Bir Genel Seçim daha geçti. Oyunuzu kullandınız veya kullanmadınız. Sonuçtan memnunsunuz veya değilsiniz. Ama sizin için, ülke için nelerin değiştiğini biliyor musunuz?

Tarihin ilk çağlarından itibaren yöneticilerin, yönetimde bağlı oldukları kurallar ve kurumlar vardır.

Türklerde temel kuralları oluşturan “Töre” hiçbir zaman çiğnenemez. “Töreye aykırıdır” dendiği zaman akan sular durur.
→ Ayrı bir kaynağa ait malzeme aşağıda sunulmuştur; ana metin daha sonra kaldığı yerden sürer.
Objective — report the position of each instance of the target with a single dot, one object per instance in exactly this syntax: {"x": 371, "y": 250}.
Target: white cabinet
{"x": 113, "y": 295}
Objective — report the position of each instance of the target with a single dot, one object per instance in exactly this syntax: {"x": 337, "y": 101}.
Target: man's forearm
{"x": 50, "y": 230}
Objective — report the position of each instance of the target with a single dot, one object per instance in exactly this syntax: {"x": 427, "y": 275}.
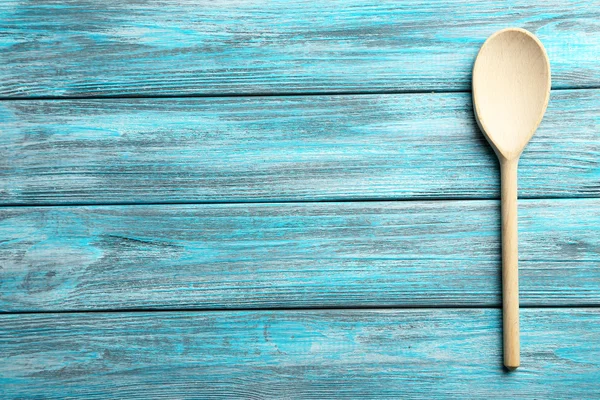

Devlet Başkanı konumundaki “Kağan’ın” yanında “Kurultay”, “Kam- Ehil kişi” yer almaktadır. Bu, toplu karar almaya gösterilen önemi göstermektedir.

Türk İmparatorluğu (Osmanlı İmparatorluğu)’nun kuruluş yıllarından itibaren “Bey, Han” veya “Sultan” yanında tam yetkili “Vezir’ler” vardır. İmparatorluğun büyümesi ile “Padişah’ın” yanında “Vezir’ler-Bakan’lar Kurulu” ve “Veziri Azam, Sadrazam” denilen “Başbakan’lık” oluşmuştur.

Daha Cumhuriyet kurulmasından önce, Meclis’in ilk açıldığı yıllarda “İcra Vekilleri Heyeti Başkanı” yani Başbakan vardır ve Meclis’e karşı sorumludur. Cumhuriyetin ilanı ile birlikte “Cumhurbaşkanı, Başbakan, Bakanlar Kurulu, Meclis” birlikte görev yapmaktadırlar.

Yaşadığımız günlerin ve seçimin sonucu; yüzyıllara dayalı bu gelenek ve görenekler yıkılmaktadır. “Başbakanlık” tamamen kaldırılmakta, görev ve yetkileri tek bir kişide “Devlet Başkanı’nda” toplanmaktadır.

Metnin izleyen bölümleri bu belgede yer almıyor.